Irrigation At Tumut
The Riverine Grazier (Hay)
20 January 1905
Mr. R. Rivers, a dairyman at Gilmore, near Tumut, has installed an irrigation plant - a 3 h.p. engine, with a centrifugal pump - on the bank of the Gilmore Creek, at a cost of £130.
The water is lifted 10ft., and run through galvanised iron pipes a distance of 30 yards, then dropped into a wooden trough, to prevent corrosion of the ground, and sent in cut drains over tho paddock.
As an experiment, a small area of 10 acres only is being treated, but if successful Mr Rivers intends to drain another 10 acres in the same paddock on the flat.
The land grows maize (for cow feed), soja, bean, cow pea, feed pumpkins, and cow melons. The upkeep of the engine costs one pint of kerosene per hour, and the capacity of the pump is 10,000 gallons per hour. The plant will work all day without attention.
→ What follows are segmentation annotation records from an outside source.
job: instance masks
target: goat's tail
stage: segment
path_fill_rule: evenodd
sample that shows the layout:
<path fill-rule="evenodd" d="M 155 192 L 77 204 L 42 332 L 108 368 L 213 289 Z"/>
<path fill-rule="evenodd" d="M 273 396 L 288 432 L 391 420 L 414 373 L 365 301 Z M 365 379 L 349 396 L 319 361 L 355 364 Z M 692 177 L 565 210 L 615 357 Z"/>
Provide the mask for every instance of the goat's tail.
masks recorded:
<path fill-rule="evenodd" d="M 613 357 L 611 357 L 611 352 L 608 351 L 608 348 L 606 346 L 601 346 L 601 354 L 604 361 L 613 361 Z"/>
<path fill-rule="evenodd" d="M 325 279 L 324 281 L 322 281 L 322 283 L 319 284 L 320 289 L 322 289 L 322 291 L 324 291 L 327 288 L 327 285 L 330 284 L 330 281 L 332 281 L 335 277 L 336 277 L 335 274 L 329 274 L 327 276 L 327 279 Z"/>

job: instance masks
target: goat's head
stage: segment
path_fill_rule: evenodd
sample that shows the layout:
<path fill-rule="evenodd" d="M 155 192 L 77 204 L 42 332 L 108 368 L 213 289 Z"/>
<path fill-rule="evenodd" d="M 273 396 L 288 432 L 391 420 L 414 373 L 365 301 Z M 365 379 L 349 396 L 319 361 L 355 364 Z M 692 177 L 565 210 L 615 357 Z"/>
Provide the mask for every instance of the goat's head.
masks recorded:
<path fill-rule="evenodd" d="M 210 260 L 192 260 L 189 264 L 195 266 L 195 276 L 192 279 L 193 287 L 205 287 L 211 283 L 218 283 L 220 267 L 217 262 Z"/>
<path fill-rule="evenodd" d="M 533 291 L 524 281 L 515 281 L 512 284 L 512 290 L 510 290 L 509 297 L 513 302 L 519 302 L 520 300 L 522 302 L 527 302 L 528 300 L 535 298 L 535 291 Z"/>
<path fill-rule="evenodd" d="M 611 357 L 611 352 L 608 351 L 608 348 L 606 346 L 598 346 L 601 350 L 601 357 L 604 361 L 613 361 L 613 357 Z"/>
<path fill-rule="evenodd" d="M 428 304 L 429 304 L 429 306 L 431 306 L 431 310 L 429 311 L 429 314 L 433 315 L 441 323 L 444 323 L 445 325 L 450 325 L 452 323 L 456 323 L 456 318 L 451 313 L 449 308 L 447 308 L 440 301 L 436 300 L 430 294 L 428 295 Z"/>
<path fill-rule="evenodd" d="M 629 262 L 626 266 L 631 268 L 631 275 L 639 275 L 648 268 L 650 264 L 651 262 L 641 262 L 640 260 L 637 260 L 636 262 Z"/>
This farm affords a splendid illustration of the effects of irrigation.
The Tumut River is capable of an immense scheme of irrigation. Engineer M'Kay, a Government official, visited the district recently for purpose of reporting on the question. The average rainfall, from gathering ground (1500 odd square miles) of the Tumut irrigation and conservation scheme is 42 inches.
Gravitation could be brought to bear on all the river flats, and a striking example of the source of wealth flowing to the sea in the Tumut River is afforded at Blowering and Tumut Plains, the river cutting the centre of those properties.
A number of farmers are watching the result of Mr Rivers' experiments, and no doubt irrigation will shortly become more general.